Two letters from you came yesterday and it certainly was great to hear all that was going on at home. I haven’t yet heard any result of my artillery examination but hope to get the news soon. If I pass it, everything will be fine for we will go into training for a few months in the French methods and then either be sent back to the U.S to train troops there or attached directly to units here, but exactly what will happen to me I am afraid is looking a little far ahead, for I have yet to pass the exam and become a lieutenant. We are at the front again here at a place we have been before doing some work but mostly just sitting around and getting things ready for the riot which is due to start any day now.
I have just discovered much to my disgust that the “Esprit de Cor” (French army publication) which I sent you will probably never arrive since they contain a little too much accurate information. That remains to be seen, however, and I am hoping, for they are quite interesting. Driving here now isn’t nearly the sport it was the first part of the summer. Then it was light from about 4:30 till 10:30 while now it doesn’t begin to get light till six and is dark again by seven. If I get my artillery commission please don’t worry about me for certainly I won’t see any active service for a long time and when I do the casualties of that branch are not any higher if as high as the work I am now in and besides that I will be leading a more comfortable and pleasant existence 2/3 of the time.
I am enclosing in this letter a copy of a few more citations we have received which you can put in the family skeleton closet but which seriously speaking are very fair things to have.
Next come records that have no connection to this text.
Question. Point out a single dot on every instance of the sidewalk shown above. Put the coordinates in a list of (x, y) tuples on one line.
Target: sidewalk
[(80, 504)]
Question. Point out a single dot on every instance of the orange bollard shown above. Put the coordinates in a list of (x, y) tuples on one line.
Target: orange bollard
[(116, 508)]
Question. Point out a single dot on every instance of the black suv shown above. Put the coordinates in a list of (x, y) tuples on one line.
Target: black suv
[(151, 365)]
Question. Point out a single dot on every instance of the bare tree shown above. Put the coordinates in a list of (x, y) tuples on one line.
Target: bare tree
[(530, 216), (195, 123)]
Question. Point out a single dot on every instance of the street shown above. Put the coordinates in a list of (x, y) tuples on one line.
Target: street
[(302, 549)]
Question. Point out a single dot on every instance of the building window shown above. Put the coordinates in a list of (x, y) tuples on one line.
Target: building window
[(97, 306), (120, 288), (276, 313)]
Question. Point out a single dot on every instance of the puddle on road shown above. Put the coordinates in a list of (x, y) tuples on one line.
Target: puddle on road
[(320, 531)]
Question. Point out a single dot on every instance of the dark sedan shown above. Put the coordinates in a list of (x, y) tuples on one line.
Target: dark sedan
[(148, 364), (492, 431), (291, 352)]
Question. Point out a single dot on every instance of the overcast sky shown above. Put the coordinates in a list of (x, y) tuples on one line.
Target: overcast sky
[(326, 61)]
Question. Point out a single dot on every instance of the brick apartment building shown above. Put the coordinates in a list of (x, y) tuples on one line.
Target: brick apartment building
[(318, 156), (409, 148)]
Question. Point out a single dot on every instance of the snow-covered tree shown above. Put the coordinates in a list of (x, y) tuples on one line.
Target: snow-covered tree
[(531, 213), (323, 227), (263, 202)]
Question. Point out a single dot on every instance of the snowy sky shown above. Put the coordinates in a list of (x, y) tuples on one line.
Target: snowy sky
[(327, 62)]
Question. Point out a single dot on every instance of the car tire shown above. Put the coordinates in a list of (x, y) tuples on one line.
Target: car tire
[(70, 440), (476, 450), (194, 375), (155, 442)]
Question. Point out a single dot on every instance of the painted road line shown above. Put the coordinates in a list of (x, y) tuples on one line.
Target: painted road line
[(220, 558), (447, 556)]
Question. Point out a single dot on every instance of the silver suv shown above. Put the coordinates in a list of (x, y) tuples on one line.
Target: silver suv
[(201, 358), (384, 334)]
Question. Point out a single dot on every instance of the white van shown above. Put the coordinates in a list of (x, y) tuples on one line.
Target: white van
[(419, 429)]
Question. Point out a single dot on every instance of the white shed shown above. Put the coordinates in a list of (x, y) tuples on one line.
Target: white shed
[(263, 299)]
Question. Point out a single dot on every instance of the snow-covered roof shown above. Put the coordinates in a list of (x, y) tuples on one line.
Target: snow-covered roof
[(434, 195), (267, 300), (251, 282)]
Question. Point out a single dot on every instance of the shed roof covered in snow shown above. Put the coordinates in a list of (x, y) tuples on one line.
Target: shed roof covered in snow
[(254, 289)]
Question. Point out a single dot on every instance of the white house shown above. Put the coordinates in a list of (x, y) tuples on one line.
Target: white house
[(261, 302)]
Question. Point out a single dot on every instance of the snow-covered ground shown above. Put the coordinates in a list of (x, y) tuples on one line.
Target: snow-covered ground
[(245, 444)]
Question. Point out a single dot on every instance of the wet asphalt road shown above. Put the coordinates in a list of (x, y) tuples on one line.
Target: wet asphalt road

The first gave the section the Croix de Guerre with a palm, the second added a gold star and the third a silver star. I had a letter from Billy Seward here wanting to know what I was going to do, etc. He is considering the aviation and may enter that tho I can hardly imagine W.H. 4th as an aviator, can you? The weather here lately has been wonderful – hot, bright days with nights that were so cold that you could hardly keep warm. The moon is full now so our nights are consequently not quite all they might be on account of the Bosche avions, which every bright night persist in sailing over and dropping things on the depots of material near our cantonment. They are the damndest things (I mean the air raids). You are soundly sleeping when suddenly there comes a terrific riot from the anti- avion (anti-aircraft) guns right beside you, everybody jumps out of his tent in pajamas and helmet usually wearing beside that a blanket and sabots (wooden shoes) to see the fun. The air becomes full of search lights, rockets, bursting shells, tracer shells and the ground all around makes the most terrific noise. The bursting of the bombs, the anti-aircraft guns, all the mitrailleuses (machine guns), etc. After a little while it is all over and we go back to bed for another few hours. Needless to say they never hit the avions but they have a tremendous amount of fun trying to and likewise the Dutchman never does a great deal of harm.
I hope by this time you have gotten the little box which instead of mailing I ultimately gave to Penn Sefton to carry to you. (Pennington Sefton, also in the ambulance service and also from Auburn, New York. He and Paul Hills later married sisters, respectively Mary Seymour and Jane Seymour, also from Auburn.)
This is about all there is to tell you now.Before I change my nationality back to an American again I will have my photograph taken as a Diable Bleu and sent to you. In the meantime
Faut pas t’en faire – which is pure slang but expressive – et bientot la guerre est fini (and the war will end soon.)